Evaluation of yeast cell lysis using a mix of bead sizes - Bertin Technologies

Evaluation of yeast cell lysis using a mix of bead sizes

Damien DEVILLY, Valentin GARNY, Chloé HABOUZIT, Yannick BRUNATO, Delphine LESTRADE, Emmanuel DESMARTIN Toulouse White Biotechnology, Toulouse

Context

Yeast cell lysis improvement for high quality intracellular content extarction

Yeasts have long been used in the agri-food industry, particularly in alcoholic fermentation and bread-making processes.

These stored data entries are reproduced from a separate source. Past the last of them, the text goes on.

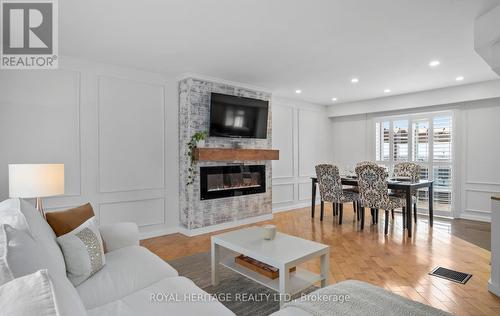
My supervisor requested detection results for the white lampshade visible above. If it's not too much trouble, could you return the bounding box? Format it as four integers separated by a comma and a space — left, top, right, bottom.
9, 164, 65, 198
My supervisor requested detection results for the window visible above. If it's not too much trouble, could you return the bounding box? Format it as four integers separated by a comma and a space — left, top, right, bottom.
374, 112, 453, 215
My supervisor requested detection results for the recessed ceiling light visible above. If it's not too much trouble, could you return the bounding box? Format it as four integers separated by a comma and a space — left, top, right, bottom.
384, 89, 391, 93
351, 78, 359, 83
456, 76, 464, 81
295, 89, 302, 94
429, 60, 440, 67
331, 97, 338, 102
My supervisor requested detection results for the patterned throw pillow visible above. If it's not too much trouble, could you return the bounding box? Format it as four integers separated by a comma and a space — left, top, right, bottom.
56, 217, 105, 286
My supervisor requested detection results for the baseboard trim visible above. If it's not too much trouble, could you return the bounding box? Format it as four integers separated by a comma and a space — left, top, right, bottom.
273, 201, 313, 213
177, 213, 274, 237
459, 213, 491, 223
489, 279, 500, 297
140, 227, 179, 240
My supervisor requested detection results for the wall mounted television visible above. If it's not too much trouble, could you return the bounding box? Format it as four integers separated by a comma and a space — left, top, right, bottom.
209, 93, 269, 139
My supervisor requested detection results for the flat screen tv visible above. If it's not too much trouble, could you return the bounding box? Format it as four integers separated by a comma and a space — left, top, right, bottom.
209, 93, 269, 139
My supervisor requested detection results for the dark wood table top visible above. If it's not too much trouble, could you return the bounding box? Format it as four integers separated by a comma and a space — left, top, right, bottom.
311, 176, 434, 189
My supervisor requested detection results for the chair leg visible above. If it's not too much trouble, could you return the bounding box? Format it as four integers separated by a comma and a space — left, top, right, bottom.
320, 201, 324, 221
402, 207, 406, 229
371, 208, 375, 225
385, 210, 390, 235
339, 203, 343, 225
360, 207, 365, 230
414, 203, 417, 223
357, 202, 360, 221
352, 201, 357, 214
375, 209, 379, 224
391, 209, 394, 219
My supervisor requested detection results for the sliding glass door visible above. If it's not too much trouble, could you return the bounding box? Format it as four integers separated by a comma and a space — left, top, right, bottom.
374, 112, 454, 217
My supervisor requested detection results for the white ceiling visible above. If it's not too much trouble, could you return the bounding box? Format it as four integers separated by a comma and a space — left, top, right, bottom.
61, 0, 500, 105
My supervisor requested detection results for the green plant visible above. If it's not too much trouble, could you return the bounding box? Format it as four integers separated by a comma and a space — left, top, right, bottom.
186, 131, 208, 185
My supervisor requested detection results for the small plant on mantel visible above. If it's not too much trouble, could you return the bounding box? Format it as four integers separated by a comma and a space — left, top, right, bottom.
186, 131, 208, 186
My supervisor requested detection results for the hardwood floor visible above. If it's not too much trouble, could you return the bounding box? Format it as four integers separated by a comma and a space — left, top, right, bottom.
142, 204, 500, 316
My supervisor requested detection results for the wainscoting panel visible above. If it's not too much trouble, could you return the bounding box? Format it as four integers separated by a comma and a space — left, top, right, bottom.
272, 183, 295, 204
272, 105, 294, 179
465, 104, 500, 185
298, 109, 329, 177
0, 70, 82, 199
98, 76, 165, 193
99, 198, 165, 227
271, 99, 329, 211
298, 182, 313, 202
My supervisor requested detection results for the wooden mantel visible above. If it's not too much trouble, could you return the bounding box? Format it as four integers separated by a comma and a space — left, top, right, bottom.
193, 148, 279, 161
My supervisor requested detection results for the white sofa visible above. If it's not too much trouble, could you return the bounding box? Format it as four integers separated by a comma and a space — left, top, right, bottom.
0, 198, 234, 316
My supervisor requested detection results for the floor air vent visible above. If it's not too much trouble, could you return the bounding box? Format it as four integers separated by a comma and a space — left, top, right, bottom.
429, 267, 472, 284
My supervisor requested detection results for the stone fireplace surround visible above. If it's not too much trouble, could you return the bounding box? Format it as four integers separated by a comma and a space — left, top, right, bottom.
179, 77, 272, 230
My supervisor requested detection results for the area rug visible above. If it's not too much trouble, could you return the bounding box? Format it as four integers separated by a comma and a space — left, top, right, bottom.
167, 250, 317, 316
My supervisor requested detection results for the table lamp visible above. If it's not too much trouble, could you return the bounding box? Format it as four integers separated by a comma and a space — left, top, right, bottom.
8, 164, 65, 214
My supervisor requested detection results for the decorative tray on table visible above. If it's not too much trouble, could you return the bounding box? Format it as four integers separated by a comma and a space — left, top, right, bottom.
234, 255, 296, 280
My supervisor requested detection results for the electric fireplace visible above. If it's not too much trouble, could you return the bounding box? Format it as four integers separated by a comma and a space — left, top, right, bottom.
200, 165, 266, 200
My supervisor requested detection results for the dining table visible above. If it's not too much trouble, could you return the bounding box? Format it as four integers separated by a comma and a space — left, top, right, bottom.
310, 176, 434, 238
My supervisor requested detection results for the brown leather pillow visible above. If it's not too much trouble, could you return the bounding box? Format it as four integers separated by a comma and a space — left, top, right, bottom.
45, 203, 95, 237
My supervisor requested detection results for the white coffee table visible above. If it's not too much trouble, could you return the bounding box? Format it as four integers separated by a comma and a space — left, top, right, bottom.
211, 226, 330, 307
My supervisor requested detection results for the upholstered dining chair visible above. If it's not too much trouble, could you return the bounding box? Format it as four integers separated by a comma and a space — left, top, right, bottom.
352, 161, 381, 224
393, 162, 420, 222
355, 164, 406, 234
315, 164, 359, 225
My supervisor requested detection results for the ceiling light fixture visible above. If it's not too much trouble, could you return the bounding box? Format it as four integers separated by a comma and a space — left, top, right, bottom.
351, 78, 359, 83
331, 97, 338, 102
456, 76, 464, 81
295, 89, 302, 94
429, 60, 440, 67
384, 89, 391, 93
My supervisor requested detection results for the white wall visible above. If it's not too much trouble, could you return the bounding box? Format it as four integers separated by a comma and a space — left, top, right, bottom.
271, 97, 331, 212
328, 98, 500, 222
460, 99, 500, 222
0, 57, 179, 238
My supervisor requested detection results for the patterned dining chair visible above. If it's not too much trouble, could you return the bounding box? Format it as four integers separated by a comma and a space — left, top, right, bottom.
315, 164, 359, 225
393, 162, 421, 222
352, 161, 381, 223
355, 164, 406, 234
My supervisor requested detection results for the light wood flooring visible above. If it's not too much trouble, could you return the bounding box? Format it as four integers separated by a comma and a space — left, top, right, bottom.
142, 204, 500, 316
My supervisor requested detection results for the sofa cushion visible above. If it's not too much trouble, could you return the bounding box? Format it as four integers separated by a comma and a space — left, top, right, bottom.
86, 276, 234, 316
0, 224, 87, 315
0, 198, 66, 277
76, 245, 178, 309
0, 270, 58, 316
46, 203, 95, 237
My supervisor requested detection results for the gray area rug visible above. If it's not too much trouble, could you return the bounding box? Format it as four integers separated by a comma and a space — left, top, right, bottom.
167, 250, 317, 316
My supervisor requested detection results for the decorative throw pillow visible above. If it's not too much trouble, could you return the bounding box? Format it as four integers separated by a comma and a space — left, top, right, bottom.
57, 217, 105, 286
46, 203, 95, 237
0, 269, 58, 316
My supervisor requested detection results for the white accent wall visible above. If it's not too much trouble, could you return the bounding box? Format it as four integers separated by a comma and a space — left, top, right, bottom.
328, 98, 500, 222
271, 97, 331, 212
0, 57, 179, 238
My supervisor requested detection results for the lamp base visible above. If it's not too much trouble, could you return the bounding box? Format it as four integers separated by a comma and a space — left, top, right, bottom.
35, 197, 45, 218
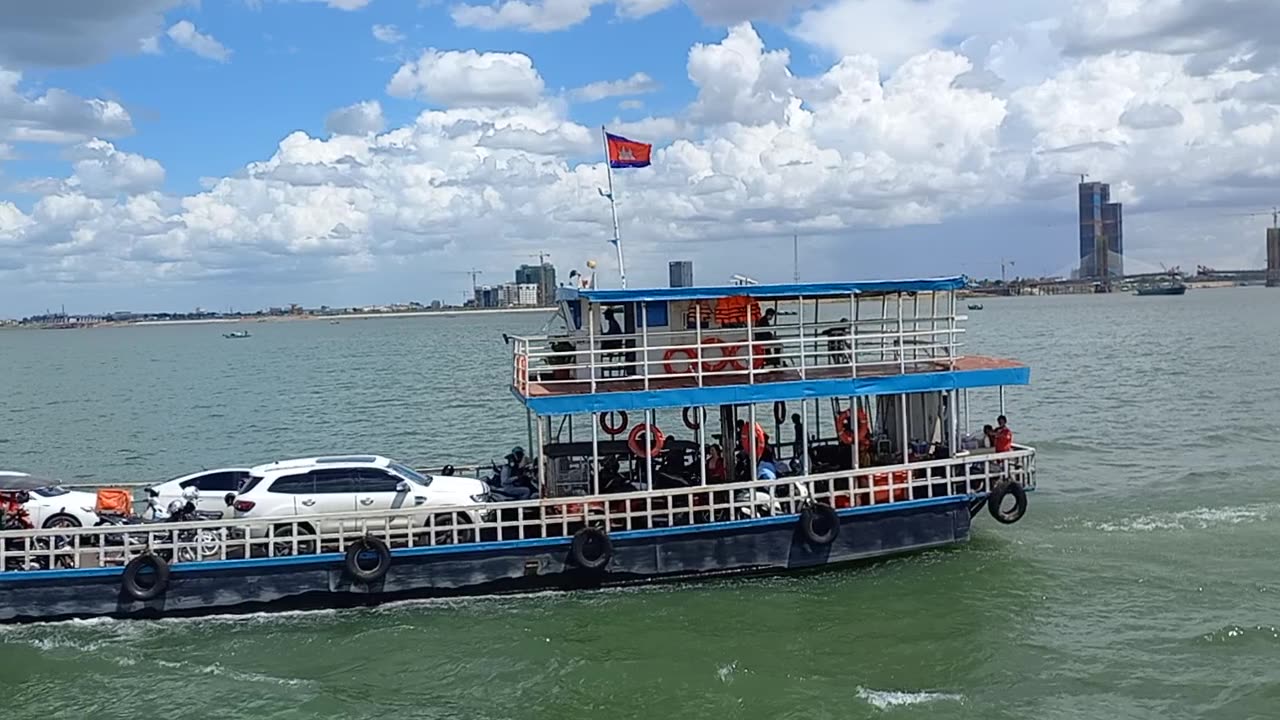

Today, thanks to advances in genetics and metabolic engineering, their applications in biotechnology have expanded and diversified considerably, making them essential organisms for the production of compounds of interest.
However, due to the thickness and complexity of the yeast cell wall, extracting intracellular metabolites remains challenging. Yet access to these metabolites is crucial to improve our understanding of the signaling and regulatory pathways within these organisms.
In this application note, we present the results of yeast cell disruption obtained with the Precellys Evolution Touch, comparing the performance of a single bead size with that of a bead size mixture. In addition, an organic solvent mixture was tested to halt metabolism and facilitate access to intracellular content. Process efficiency was assessed by determining the percentage of cell lysis and evaluating membrane integrity using flow cytometry.